A MOTHER’S LEGACY

A MOTHER’S LEGACY

Carla Link

May 2016
fam (3)

I was in high school when my father left my Mom with three teenage girls. It was not common for Christian church-going families to split apart back in the 70’s and fellow church-goers didn’t know what to do with us. (I know, I’m old!) Mostly they ignored us and it hurt. Thankfully, my mother had been involved in Bible Study Fellowship for many years as the class administrator. Her faith remained strong thanks to BSF. She taught my sisters and I how to have our Quiet Times on BSF study notes (intensive Bible training). They invited my mom to join the National Staff of BSF when they learned my father had left her. God showed us through her faith He would always take care of His own.

My mom was not a talker. She was a great listener and was always available to us when we needed to talk. Once when I was frustrated with my husband and was talking about it on the phone to her, she asked me, “Do you want me to be angry with him?” I immediately said I did not. She then told me I needed to stop talking about him in a negative way or she would pick up my offenses towards him. I learned to never make my disputes with my hubby public from my mom.

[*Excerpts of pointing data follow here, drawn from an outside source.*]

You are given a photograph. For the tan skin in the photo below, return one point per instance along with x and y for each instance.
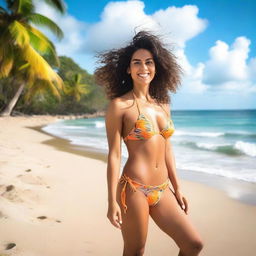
(150, 162)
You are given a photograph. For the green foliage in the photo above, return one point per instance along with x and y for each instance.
(93, 99)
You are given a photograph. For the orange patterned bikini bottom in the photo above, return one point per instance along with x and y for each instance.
(152, 193)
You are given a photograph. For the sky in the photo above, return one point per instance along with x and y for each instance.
(214, 41)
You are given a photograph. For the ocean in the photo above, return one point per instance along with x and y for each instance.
(217, 143)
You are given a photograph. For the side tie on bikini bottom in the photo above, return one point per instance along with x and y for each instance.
(152, 193)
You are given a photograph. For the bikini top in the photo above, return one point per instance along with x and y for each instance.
(144, 128)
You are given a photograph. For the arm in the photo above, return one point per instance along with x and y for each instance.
(113, 121)
(172, 174)
(171, 166)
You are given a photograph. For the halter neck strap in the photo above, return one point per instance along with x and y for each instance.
(137, 103)
(168, 114)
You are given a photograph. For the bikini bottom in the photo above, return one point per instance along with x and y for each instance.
(152, 193)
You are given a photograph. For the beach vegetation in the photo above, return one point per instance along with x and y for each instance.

When I would talk about something going on at school or work, she would say, “And if you were in their shoes?” Through this statement she taught me how to see things from other’s point of view.

In college (I attended a California State University) I was a Young Life leader at a large high school and was involved in Intervarsity Christian Fellowship. Young Life is an outreach to non-Christian kids and I did have the privilege of leading several young ladies to a saving knowledge of Jesus Christ, and met with them weekly to teach them how God wanted them to live. Since most of their families were non-believers, there were often struggles to deal with when they tried to put God first in their lives.

When I participated in an outreach event for IVF, opinions often collided among the leadership that I often would be drawn into the middle of. When I shared these struggles with my mom she would say how delighted she was I was in turmoil. When I asked her why, she said that Satan doesn’t attack lukewarm Christians and she could tell the things I was sharing would please God when I saw victory in them so she would pray for me to get there. I learned from my Mom when you are doing something big for God the Enemy will attack. You can count on it. Marrying someone in full-time Christian ministry, this is a lesson that we remind ourselves of on a regular basis.

One of our daughters has a blog and on a recent post she was writing about the oppression she felt from Satan about a project she was working on and went on to say she was okay with it as she had watched us deal with attacks from him throughout her entire life. I smiled when I read that, and thanked God she remembered this lesson. My Mom is no longer with us, but I know she would be smiling too if God whispered in her ear what Briana had written.

These are just a few things I learned from my mother. What have you learned from your mom you are passing down to your kids?